Yesterday the Jamaica Observer visited Port Royal and though the streets were scanty, fishermen said based on their knowledge of the sea, "not a hurricane a come".
"Just likkle tropical force and winds we getting. If hurricane or serious storm was coming, the tide woulda high. The rods would be full of water and all the boats you see here would be out in the road floating and have to move over to the ball field. You couldn't pass out here. The sea would come right up. The south-west winds would be horrible now; every fisherman would be on their way in," Herbert Dowie, a resident of Port Royal for almost 60 years, told the Sunday Observer.
Dowie said contrary to popular belief, Port Royal is the safest place to be during adverse weather, adding that the residents do not fear hurricanes.

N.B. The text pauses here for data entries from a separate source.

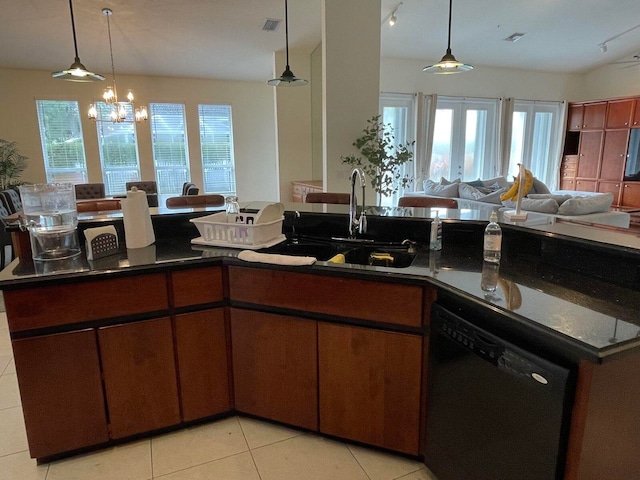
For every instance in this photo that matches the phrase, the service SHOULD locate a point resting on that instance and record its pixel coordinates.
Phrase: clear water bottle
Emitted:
(492, 239)
(435, 240)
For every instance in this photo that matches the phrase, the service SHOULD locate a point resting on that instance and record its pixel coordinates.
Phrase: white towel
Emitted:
(251, 256)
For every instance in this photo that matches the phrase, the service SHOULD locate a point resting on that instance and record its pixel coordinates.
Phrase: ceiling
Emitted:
(224, 38)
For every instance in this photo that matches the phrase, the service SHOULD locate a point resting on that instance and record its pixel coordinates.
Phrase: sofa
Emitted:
(571, 205)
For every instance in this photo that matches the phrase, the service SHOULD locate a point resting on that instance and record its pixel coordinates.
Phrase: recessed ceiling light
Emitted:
(514, 37)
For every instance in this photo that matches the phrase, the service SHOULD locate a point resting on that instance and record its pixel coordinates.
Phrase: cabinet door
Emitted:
(370, 386)
(61, 390)
(594, 116)
(275, 367)
(139, 376)
(574, 118)
(636, 114)
(619, 113)
(614, 154)
(201, 348)
(589, 157)
(611, 187)
(631, 194)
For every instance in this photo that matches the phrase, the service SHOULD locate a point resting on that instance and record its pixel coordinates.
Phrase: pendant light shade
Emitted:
(287, 79)
(448, 64)
(77, 72)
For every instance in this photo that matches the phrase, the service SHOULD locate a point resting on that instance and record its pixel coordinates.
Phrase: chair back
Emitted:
(89, 190)
(211, 200)
(326, 197)
(428, 202)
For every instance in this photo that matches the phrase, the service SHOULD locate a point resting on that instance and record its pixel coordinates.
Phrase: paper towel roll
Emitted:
(138, 230)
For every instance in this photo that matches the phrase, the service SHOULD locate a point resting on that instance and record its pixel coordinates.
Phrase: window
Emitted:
(399, 111)
(464, 139)
(62, 141)
(169, 143)
(534, 138)
(118, 147)
(216, 144)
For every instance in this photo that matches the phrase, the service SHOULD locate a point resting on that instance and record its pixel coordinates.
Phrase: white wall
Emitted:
(406, 76)
(252, 109)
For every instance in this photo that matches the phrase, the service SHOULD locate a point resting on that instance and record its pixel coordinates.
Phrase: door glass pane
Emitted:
(442, 144)
(516, 154)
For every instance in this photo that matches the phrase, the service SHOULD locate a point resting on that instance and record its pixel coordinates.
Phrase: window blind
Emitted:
(169, 144)
(62, 141)
(118, 146)
(216, 144)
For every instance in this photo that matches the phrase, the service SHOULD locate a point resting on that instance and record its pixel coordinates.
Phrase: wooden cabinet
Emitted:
(589, 156)
(614, 154)
(139, 376)
(631, 194)
(201, 350)
(61, 390)
(275, 367)
(619, 113)
(611, 187)
(370, 386)
(300, 188)
(635, 122)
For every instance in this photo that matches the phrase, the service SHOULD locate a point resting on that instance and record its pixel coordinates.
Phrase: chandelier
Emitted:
(118, 112)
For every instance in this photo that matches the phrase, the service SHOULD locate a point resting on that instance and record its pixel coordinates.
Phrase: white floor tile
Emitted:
(9, 392)
(259, 434)
(235, 467)
(131, 461)
(424, 474)
(13, 438)
(384, 466)
(21, 466)
(307, 457)
(197, 445)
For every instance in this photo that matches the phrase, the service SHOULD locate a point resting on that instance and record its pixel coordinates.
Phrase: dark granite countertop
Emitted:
(588, 317)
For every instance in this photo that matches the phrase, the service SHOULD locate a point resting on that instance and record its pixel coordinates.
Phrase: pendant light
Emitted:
(77, 72)
(118, 111)
(448, 64)
(287, 79)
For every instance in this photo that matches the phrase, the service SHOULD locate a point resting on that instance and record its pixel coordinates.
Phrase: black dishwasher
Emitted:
(494, 410)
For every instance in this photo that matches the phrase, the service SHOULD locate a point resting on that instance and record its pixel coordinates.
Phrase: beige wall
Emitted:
(252, 109)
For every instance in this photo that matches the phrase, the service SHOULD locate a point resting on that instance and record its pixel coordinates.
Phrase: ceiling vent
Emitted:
(514, 37)
(271, 25)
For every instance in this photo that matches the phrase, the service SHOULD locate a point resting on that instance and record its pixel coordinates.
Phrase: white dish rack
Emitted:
(215, 231)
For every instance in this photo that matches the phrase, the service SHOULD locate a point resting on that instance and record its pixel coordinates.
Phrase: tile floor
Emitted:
(234, 448)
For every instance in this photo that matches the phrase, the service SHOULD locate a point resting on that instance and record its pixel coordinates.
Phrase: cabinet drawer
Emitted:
(346, 297)
(63, 304)
(197, 286)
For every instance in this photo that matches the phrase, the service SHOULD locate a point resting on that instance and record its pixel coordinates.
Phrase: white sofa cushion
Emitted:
(438, 190)
(585, 205)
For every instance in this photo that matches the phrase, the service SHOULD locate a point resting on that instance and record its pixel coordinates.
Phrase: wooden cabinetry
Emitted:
(61, 390)
(370, 386)
(201, 350)
(275, 367)
(139, 376)
(589, 155)
(300, 188)
(619, 113)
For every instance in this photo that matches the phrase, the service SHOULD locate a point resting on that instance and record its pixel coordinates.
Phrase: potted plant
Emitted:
(383, 159)
(12, 164)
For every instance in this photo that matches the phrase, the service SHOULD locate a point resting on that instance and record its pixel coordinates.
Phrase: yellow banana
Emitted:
(512, 193)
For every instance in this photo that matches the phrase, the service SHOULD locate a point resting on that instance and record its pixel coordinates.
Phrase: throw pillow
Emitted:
(438, 190)
(585, 205)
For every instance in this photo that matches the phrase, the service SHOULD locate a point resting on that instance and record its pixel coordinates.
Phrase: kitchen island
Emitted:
(159, 338)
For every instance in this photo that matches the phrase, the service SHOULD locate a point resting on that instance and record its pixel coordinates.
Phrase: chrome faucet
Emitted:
(357, 224)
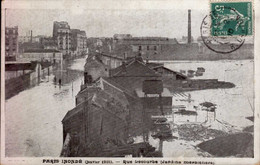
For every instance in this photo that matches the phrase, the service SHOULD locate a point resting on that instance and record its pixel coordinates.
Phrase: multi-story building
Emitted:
(49, 43)
(62, 35)
(29, 38)
(78, 41)
(11, 43)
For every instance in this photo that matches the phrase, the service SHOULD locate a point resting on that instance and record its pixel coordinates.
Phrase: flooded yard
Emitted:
(33, 117)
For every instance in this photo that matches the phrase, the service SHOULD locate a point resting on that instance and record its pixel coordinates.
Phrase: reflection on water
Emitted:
(33, 117)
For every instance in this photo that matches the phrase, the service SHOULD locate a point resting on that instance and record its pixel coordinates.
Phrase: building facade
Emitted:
(78, 42)
(11, 43)
(62, 36)
(52, 56)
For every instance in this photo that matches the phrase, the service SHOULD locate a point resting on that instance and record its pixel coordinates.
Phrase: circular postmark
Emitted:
(219, 42)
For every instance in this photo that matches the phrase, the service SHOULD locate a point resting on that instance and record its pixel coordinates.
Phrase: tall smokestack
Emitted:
(189, 26)
(31, 36)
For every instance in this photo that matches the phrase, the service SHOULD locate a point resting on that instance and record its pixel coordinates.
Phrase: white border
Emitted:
(128, 5)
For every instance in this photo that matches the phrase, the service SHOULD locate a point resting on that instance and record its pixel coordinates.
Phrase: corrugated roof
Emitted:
(104, 101)
(136, 69)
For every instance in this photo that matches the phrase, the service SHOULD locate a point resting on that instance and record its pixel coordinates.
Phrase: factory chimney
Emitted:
(31, 37)
(189, 26)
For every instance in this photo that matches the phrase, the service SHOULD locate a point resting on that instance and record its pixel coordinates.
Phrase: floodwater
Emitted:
(33, 117)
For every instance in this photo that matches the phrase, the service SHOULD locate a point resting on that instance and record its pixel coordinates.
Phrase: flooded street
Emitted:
(33, 117)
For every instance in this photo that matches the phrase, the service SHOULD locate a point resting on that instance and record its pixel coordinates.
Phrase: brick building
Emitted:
(11, 43)
(62, 36)
(78, 42)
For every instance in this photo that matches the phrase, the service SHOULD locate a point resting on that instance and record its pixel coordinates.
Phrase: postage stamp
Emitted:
(231, 18)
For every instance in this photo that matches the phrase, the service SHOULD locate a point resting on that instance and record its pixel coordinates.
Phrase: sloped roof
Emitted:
(136, 69)
(153, 65)
(130, 83)
(102, 100)
(175, 72)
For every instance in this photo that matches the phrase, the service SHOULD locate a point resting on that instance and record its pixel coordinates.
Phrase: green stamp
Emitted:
(231, 18)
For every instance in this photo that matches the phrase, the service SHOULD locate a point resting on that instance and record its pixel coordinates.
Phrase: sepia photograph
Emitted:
(129, 80)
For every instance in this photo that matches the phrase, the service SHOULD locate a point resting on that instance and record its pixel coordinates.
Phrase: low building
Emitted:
(52, 56)
(49, 43)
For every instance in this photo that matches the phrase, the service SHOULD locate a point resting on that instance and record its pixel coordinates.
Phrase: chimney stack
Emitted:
(31, 36)
(189, 26)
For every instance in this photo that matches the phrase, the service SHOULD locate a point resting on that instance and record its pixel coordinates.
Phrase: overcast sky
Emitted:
(158, 19)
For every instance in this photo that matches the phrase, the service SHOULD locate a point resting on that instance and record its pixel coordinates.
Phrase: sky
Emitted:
(156, 18)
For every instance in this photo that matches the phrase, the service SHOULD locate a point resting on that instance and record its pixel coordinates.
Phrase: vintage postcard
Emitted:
(130, 82)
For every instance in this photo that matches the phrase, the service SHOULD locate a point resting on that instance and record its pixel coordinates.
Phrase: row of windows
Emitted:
(148, 47)
(11, 31)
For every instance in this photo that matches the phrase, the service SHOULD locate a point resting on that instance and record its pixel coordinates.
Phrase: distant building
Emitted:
(78, 41)
(28, 38)
(43, 55)
(49, 43)
(62, 36)
(122, 36)
(11, 43)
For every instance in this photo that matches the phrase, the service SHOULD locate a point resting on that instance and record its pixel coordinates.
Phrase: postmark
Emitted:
(219, 44)
(231, 18)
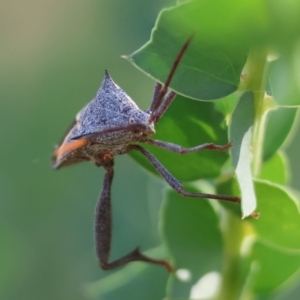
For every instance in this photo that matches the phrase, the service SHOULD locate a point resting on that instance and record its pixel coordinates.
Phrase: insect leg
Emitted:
(182, 150)
(157, 88)
(174, 183)
(164, 106)
(103, 230)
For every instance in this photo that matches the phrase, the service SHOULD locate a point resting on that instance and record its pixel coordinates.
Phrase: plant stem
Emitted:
(232, 279)
(255, 81)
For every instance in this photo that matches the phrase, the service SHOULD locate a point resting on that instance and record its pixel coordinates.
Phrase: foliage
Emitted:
(242, 66)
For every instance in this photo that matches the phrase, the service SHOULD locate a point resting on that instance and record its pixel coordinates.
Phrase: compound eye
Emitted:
(131, 120)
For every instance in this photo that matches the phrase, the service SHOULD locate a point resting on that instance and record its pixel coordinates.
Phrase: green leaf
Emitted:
(241, 134)
(209, 69)
(278, 128)
(283, 81)
(279, 222)
(227, 104)
(190, 229)
(275, 169)
(189, 123)
(273, 267)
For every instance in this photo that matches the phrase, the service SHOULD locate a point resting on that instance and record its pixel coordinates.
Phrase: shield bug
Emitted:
(112, 124)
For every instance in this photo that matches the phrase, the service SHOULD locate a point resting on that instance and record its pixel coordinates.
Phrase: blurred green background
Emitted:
(52, 61)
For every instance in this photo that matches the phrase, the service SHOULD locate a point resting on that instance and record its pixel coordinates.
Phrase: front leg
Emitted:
(182, 150)
(103, 230)
(174, 183)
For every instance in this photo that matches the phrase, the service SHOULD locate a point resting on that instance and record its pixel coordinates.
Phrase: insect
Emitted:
(112, 124)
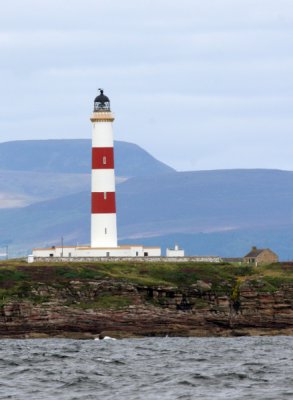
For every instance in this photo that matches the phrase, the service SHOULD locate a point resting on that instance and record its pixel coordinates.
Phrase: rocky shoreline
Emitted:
(109, 307)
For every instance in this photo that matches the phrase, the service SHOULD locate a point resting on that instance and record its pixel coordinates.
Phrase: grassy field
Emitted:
(21, 281)
(141, 273)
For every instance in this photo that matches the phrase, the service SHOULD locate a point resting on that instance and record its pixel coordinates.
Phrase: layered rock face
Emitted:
(107, 307)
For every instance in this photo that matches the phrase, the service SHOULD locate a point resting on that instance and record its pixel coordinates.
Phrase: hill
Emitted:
(74, 156)
(208, 212)
(36, 170)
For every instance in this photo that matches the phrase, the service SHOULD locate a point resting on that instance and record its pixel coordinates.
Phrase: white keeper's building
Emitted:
(104, 241)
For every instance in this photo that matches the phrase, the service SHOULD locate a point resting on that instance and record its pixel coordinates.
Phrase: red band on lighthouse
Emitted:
(102, 158)
(103, 203)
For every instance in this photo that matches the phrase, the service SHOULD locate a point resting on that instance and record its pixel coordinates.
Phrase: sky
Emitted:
(199, 84)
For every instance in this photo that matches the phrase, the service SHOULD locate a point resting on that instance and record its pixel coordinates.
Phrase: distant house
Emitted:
(260, 256)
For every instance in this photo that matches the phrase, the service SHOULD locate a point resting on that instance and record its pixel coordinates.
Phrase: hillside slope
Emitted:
(210, 212)
(74, 156)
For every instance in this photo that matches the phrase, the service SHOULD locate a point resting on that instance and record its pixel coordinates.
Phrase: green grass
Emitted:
(17, 278)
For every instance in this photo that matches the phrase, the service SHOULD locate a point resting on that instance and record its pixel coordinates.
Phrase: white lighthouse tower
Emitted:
(103, 214)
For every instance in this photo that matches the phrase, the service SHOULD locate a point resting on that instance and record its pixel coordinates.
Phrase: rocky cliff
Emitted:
(46, 301)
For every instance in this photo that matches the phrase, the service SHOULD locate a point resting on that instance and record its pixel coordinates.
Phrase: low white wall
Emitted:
(207, 259)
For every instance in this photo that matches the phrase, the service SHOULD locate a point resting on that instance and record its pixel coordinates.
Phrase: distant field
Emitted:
(16, 275)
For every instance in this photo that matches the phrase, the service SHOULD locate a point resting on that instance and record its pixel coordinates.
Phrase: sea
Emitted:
(252, 368)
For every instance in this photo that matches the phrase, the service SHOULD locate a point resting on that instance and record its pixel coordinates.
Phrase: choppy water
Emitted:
(152, 368)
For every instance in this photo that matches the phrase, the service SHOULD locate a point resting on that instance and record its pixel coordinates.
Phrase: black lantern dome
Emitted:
(102, 102)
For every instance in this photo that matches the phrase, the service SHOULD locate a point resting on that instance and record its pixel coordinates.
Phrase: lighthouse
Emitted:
(103, 244)
(103, 200)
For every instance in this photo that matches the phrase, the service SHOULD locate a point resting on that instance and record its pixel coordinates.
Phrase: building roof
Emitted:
(256, 252)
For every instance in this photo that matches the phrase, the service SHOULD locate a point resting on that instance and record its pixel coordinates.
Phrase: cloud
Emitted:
(199, 84)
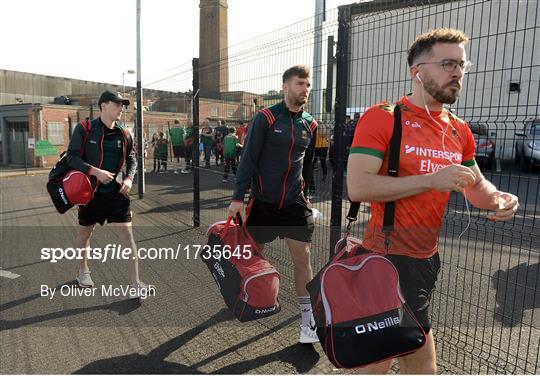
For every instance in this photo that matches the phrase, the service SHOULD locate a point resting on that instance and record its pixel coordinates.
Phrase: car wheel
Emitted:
(492, 162)
(523, 164)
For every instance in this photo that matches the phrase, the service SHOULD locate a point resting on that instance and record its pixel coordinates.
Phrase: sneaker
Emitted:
(84, 281)
(308, 334)
(138, 286)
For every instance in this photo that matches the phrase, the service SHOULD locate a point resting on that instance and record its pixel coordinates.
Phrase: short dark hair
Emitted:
(300, 71)
(424, 42)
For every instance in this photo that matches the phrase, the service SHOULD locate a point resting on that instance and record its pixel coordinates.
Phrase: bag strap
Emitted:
(393, 167)
(87, 125)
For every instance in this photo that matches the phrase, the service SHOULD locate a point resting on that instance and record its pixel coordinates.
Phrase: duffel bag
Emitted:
(74, 188)
(359, 310)
(247, 281)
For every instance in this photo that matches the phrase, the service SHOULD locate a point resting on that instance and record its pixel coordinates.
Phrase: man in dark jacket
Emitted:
(278, 157)
(102, 153)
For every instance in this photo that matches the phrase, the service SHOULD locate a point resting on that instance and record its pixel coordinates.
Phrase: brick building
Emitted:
(23, 125)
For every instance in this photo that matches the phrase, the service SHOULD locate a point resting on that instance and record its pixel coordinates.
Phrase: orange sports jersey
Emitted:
(418, 218)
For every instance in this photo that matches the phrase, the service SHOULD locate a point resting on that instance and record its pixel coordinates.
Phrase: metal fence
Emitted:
(485, 308)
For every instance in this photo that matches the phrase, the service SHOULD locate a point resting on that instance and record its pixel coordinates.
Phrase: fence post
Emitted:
(342, 56)
(195, 146)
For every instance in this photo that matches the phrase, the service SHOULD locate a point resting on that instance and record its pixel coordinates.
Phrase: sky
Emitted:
(95, 40)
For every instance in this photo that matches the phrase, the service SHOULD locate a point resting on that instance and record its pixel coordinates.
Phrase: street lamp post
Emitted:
(130, 71)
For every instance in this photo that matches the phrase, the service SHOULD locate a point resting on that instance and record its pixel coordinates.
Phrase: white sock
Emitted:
(305, 310)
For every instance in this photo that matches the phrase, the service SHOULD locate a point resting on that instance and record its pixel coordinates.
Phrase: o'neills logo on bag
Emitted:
(376, 325)
(63, 196)
(219, 269)
(267, 310)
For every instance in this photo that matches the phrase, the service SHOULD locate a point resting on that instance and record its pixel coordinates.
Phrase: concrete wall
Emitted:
(37, 88)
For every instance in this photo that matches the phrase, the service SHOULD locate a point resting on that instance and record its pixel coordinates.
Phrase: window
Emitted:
(55, 133)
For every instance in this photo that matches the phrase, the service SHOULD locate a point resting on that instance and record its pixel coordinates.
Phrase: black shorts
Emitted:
(111, 207)
(321, 152)
(178, 151)
(417, 279)
(265, 221)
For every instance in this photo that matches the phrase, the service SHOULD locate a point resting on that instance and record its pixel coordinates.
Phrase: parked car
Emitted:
(485, 146)
(528, 145)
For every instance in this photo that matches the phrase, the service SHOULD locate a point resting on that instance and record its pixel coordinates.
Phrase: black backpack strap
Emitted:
(393, 166)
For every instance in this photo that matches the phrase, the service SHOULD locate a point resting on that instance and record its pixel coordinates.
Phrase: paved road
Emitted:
(184, 329)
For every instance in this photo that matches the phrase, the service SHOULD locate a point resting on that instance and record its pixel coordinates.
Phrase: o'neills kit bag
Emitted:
(359, 309)
(248, 283)
(361, 315)
(73, 189)
(68, 187)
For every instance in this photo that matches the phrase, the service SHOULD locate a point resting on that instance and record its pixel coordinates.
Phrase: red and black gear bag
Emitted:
(248, 283)
(358, 306)
(68, 187)
(359, 309)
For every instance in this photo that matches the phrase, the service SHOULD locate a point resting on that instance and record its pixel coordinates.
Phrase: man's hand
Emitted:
(235, 208)
(104, 177)
(505, 204)
(452, 178)
(126, 186)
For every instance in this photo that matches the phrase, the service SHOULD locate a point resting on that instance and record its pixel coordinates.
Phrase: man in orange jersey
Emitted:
(436, 157)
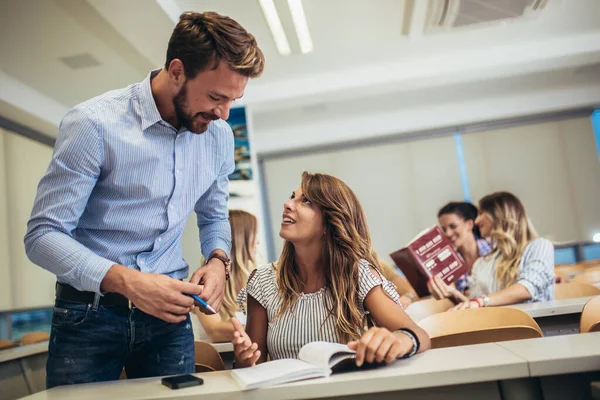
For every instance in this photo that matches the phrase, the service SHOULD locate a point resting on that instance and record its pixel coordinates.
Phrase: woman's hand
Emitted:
(466, 304)
(405, 301)
(246, 352)
(439, 290)
(379, 344)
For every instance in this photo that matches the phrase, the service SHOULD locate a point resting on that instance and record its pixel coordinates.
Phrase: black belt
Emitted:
(69, 293)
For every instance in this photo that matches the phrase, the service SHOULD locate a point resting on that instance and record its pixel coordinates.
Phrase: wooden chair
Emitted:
(34, 337)
(480, 325)
(589, 277)
(207, 358)
(568, 271)
(424, 308)
(8, 344)
(590, 316)
(573, 290)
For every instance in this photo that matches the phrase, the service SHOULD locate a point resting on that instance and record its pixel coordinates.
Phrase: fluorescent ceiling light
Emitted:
(274, 23)
(301, 25)
(170, 8)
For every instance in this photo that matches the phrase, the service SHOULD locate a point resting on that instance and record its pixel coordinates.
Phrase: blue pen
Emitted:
(202, 302)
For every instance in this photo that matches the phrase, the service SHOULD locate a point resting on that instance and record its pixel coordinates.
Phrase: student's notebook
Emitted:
(315, 360)
(429, 253)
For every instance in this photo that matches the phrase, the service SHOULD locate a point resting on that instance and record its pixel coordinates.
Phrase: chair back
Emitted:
(480, 325)
(207, 358)
(568, 270)
(590, 316)
(590, 263)
(590, 277)
(34, 337)
(7, 344)
(424, 308)
(574, 289)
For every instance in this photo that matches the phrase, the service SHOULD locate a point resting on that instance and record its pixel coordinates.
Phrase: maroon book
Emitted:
(429, 254)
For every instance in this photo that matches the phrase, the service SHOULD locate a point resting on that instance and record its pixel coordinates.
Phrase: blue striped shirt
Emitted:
(121, 186)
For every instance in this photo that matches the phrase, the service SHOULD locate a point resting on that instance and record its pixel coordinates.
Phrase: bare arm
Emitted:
(250, 346)
(513, 294)
(387, 314)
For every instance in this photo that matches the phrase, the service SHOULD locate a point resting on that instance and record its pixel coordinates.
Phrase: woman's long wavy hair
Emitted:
(511, 232)
(243, 260)
(346, 241)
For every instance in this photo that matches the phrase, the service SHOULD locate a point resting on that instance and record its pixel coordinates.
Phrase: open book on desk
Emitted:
(315, 360)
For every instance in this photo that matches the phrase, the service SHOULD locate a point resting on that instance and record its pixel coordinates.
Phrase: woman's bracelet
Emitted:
(415, 340)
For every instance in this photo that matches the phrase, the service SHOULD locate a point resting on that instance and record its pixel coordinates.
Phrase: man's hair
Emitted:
(202, 40)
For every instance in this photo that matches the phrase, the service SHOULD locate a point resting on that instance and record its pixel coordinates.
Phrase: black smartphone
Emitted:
(181, 381)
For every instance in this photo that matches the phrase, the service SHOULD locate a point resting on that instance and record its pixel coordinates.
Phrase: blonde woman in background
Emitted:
(324, 286)
(520, 267)
(244, 242)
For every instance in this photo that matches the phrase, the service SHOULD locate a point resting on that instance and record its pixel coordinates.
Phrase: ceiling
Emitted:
(360, 55)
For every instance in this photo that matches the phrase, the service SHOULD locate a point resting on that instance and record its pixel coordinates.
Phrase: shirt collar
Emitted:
(149, 112)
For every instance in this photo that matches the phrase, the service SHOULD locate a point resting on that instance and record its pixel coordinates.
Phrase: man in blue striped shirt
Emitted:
(128, 169)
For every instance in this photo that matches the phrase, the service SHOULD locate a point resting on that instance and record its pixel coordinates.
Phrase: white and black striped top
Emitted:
(308, 321)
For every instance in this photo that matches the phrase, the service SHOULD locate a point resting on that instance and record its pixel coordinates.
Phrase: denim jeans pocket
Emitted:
(67, 313)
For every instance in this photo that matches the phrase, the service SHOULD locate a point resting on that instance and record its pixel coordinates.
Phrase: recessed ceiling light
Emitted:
(301, 25)
(79, 61)
(270, 12)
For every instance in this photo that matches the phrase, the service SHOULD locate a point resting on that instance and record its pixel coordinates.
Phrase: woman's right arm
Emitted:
(216, 329)
(250, 346)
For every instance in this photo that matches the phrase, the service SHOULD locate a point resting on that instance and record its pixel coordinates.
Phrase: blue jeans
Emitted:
(88, 345)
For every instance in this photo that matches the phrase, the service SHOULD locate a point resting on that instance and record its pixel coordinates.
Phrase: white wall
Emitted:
(552, 167)
(376, 117)
(5, 264)
(25, 162)
(400, 185)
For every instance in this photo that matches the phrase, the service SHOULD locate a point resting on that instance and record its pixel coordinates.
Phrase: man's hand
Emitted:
(154, 294)
(212, 277)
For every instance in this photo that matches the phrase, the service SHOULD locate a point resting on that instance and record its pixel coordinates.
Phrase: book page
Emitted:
(276, 372)
(324, 354)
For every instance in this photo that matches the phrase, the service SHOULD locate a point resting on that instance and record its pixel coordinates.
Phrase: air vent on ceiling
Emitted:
(446, 14)
(80, 61)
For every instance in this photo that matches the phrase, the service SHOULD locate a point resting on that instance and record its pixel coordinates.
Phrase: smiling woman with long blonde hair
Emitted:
(520, 267)
(325, 285)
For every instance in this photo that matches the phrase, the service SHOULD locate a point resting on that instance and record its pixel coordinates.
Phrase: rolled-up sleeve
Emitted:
(211, 208)
(536, 272)
(62, 196)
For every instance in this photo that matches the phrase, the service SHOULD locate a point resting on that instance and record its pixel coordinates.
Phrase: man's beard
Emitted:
(187, 120)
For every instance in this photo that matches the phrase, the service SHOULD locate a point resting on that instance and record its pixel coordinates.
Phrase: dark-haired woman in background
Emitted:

"Water may come up but it goes back out. In no time it runs off. Jamaica always fret on us but we never yet mash up from a storm, but other place wash weh. The only problem we have here is earthquake — and that's unpredictable. We nuh fret pon hurricane, a earthquake we fret pon," Dowie said.
Another resident, John Gatty, said, "All we will get is rain and a little breeze, as usual."
At Weise Road in Nine Miles, Bull Bay, St Andrew, 74-year-old Phyllis Brown told the Sunday Observer that she is just praying that whatever comes does not do damage like Tropical Storm Eta in 2020.
"You see what come the other day? Anything else come is straight to Egypt it carrying us. We just have to leave it in God's hands and trust that if it comes it will not do much," Brown said.
Further, Brown said the community is seeking help to complete the clearing of sand on the edge of the streets in order to create a run-off from the roads.
In addition, she said preparations were slow, as the income of most individuals had been affected.
"We have no money to stock up. Red Cross and Food For the Poor are the real 'God-bless' people. They gave us so much. We wouldn't mind getting some help, but we appreciate them," Brown added.
Meanwhile, Gordon Town and Mavis Bank residents were seen getting their supplies of water, kerosene, and gas in preparation for the possible storm.
Caswell McLean, a resident of Mavis Bank, shared that he had purchased kerosene oil, gas, tin items and other food supplies to serve him for at least two weeks. He said he had also battened down his house, checked his roof for leaks and secured his yard.
"Right now I am just sitting back, relax and see what's going on. See just how 'billias' [crazy] it's going to be," McLean said.
Shawn Cuff, a resident of Mount Industry, said she had already sorted out her house, secured food and was on her way home to batten downher property.
Raymond Brown and his wife Hazel said while they had not started fully preparing, the plan was to buy a few items such as kerosene, batteries, gas and food. The Browns said they also intended to check for leaks, batten down and plug a few nail holes.